President Bush told the special prosecutor in the CIA leak case that he directed Vice President Dick Cheney to personally lead an effort to counter allegations made by former Ambassador Joseph C. Wilson IV that his administration had misrepresented intelligence information to make the case to go to war with Iraq, according to people familiar with the president's statement.
Bush also told federal prosecutors during his June 24, 2004, interview in the Oval Office that he had directed Cheney, as part of that broader effort, to disclose highly classified intelligence information that would not only defend his administration but also discredit Wilson, the sources said.
But Bush told investigators that he was unaware that Cheney had directed I. Lewis "Scooter" Libby, the vice president's chief of staff, to covertly leak the classified information to the media instead of releasing it to the public after undergoing the formal governmental declassification processes.
Bush also said during his interview with prosecutors that he had never directed anyone to disclose the identity of then-covert CIA officer Valerie Plame, Wilson's wife. Bush said he had no information that Cheney had disclosed Plame's identity or directed anyone else to do so.
Libby has said that neither the president nor the vice president directed him or other administration officials to disclose Plame's CIA employment to the press.
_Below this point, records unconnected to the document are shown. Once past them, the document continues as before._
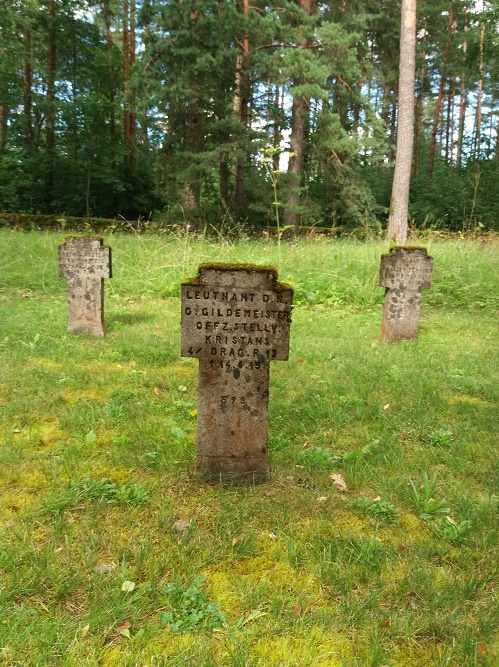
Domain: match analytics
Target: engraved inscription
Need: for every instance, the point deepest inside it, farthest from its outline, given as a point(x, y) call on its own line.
point(217, 329)
point(235, 320)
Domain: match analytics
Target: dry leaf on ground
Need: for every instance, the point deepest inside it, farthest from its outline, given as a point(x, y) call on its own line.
point(181, 524)
point(338, 479)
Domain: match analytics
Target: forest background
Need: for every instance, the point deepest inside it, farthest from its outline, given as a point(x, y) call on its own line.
point(226, 112)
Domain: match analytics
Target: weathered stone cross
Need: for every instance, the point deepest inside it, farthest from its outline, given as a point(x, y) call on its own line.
point(85, 262)
point(404, 271)
point(235, 320)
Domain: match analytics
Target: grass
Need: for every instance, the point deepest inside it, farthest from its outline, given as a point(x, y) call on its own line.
point(113, 554)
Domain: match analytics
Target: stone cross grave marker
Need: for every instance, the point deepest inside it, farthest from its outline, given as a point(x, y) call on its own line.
point(85, 262)
point(235, 320)
point(404, 272)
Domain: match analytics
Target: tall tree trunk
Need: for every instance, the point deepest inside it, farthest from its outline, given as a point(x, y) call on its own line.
point(299, 111)
point(193, 144)
point(127, 128)
point(241, 96)
point(399, 207)
point(393, 124)
point(52, 62)
point(27, 94)
point(109, 41)
point(462, 107)
point(479, 97)
point(133, 117)
point(438, 107)
point(448, 120)
point(276, 130)
point(419, 106)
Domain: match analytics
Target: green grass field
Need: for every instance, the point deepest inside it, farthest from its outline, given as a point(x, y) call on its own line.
point(113, 554)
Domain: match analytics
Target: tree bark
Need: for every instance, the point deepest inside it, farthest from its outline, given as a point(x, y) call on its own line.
point(27, 85)
point(399, 207)
point(109, 41)
point(299, 110)
point(436, 117)
point(479, 97)
point(52, 63)
point(241, 100)
point(419, 107)
point(462, 108)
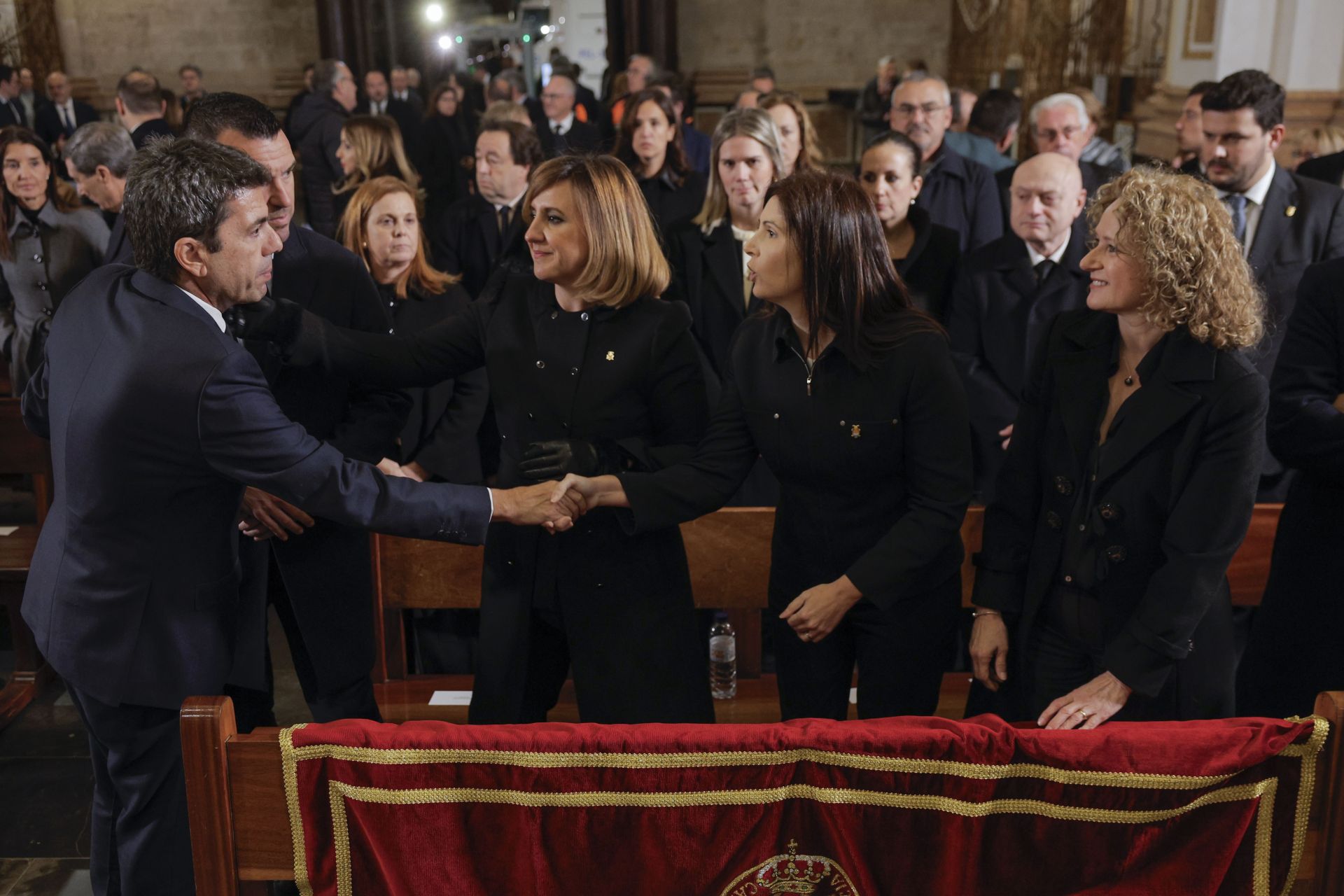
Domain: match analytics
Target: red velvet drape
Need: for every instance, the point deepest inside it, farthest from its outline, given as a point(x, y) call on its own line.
point(923, 806)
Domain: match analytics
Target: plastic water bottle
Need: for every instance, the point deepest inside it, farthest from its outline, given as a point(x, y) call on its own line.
point(723, 659)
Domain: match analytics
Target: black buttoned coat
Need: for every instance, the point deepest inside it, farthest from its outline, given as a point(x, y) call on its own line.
point(626, 379)
point(1179, 479)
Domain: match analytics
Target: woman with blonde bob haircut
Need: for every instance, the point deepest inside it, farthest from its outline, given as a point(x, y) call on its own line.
point(1130, 475)
point(589, 372)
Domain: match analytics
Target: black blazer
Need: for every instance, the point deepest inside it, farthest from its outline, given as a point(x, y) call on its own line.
point(960, 195)
point(670, 204)
point(1179, 479)
point(626, 379)
point(930, 266)
point(465, 241)
point(707, 276)
point(152, 130)
point(327, 568)
point(1294, 649)
point(996, 321)
point(874, 465)
point(440, 431)
point(118, 246)
point(48, 120)
point(1328, 168)
point(134, 594)
point(581, 137)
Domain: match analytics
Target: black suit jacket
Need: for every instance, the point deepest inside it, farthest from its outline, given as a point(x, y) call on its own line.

Cheney has also denied having any role in the disclosure.
On October 28, 2005, a federal grand jury indicted Libby on five felony counts of making false statements, perjury, and obstruction of justice, for allegedly concealing his own role, and perhaps that of others, in outing Plame as a covert CIA officer.
One senior government official familiar with the discussions between Bush and Cheney -- but who does not have firsthand knowledge of Bush's interview with prosecutors -- said that Bush told the vice president to "Get it out," or "Let's get this out," regarding information that administration officials believed would rebut Wilson's allegations and would discredit him.
A person with direct knowledge of Bush's interview refused to confirm that Bush used those words, but said that the first official's account was generally consistent with what Bush had told Special Prosecutor Patrick Fitzgerald.
Libby, in language strikingly similar to Bush's words, testified to the federal grand jury in the leak case that Cheney had told him to "get all the facts out" that would defend the administration and discredit Wilson. Portions of Libby's grand jury testimony were an exhibit in a recent court filing by Fitzgerald.